Сознание, конечно, не было ясным. Кое-что не происходило, а мерещилось.
Однажды ночью он отчетливо видел, как висевшее на стуле полотенце превратилось в рубашку, мужскую рубашку без галстука, а над ней прорезалось из сумрака незнакомое лицо. Мужчина был сравнительно молод, лет сорока, не больше, но черные волосы уже поредели, и лоб двумя треугольниками восходил к темени. Что-то оперно-мефистофельское было в этом лице. Широкое в висках, заостренное к подбородку, оно улыбалось, показывая сбоку золотой зуб. Ног у мужчины не было, только верхняя часть тела в рубашке (когда-то такой фасон назывался «апаш») и эти зловещие взлизы со лба в глубину темных волос. Уходило, убегало лицо туда, в волосы.
— Кто вы такой, и что вам от меня надо? — мысленно произнес Федор Филатович. Языком, ртом, губами говорить он не мог. Но незнакомец его услышал.
— Не узнаете? — спросил он. — Я ваш собственный старший сын, Петр Федорович. Бывший Петя. — И улыбнулся.
— Где же вы теперь живете? — внутренне всполошился Федор Филатович. — Напишите свой адрес. Блокнот на столе. Карандаш там же. Я, вы понимаете, не могу...
Как ни странно, этот мужчина, наполовину состоявший из рубашки и наполовину отсутствовавший, отлично его понимал.

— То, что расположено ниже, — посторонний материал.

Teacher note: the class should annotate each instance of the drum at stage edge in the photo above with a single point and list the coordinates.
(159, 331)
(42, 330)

— Я не могу сделать того, что вы просите, — отчетливо ответил он, шевельнув мефистофельской бровью. — Я, видите ли, не существую.
— Умерли? — вскричал в ужасе Федор Филатович.
— Как сказать. Может быть, и умер.
— Не понимаю, — с горем и досадой забормотал Федор Филатович. — А ваш брат... простите, не помню, как его звали. Он тоже умер?
— В такой же мере, как и я. Умер условно.
— Не понимаю! — опять воскликнул Федор Филатович.
Это было страданием — восклицать и не слышать своего голоса. Но странный гость, видимо, слышал.
— А понимать и не надо, — сказал он, еще выше задрав бровь. — Ну, до свидания, мне пора. Самолет встает на рассвете.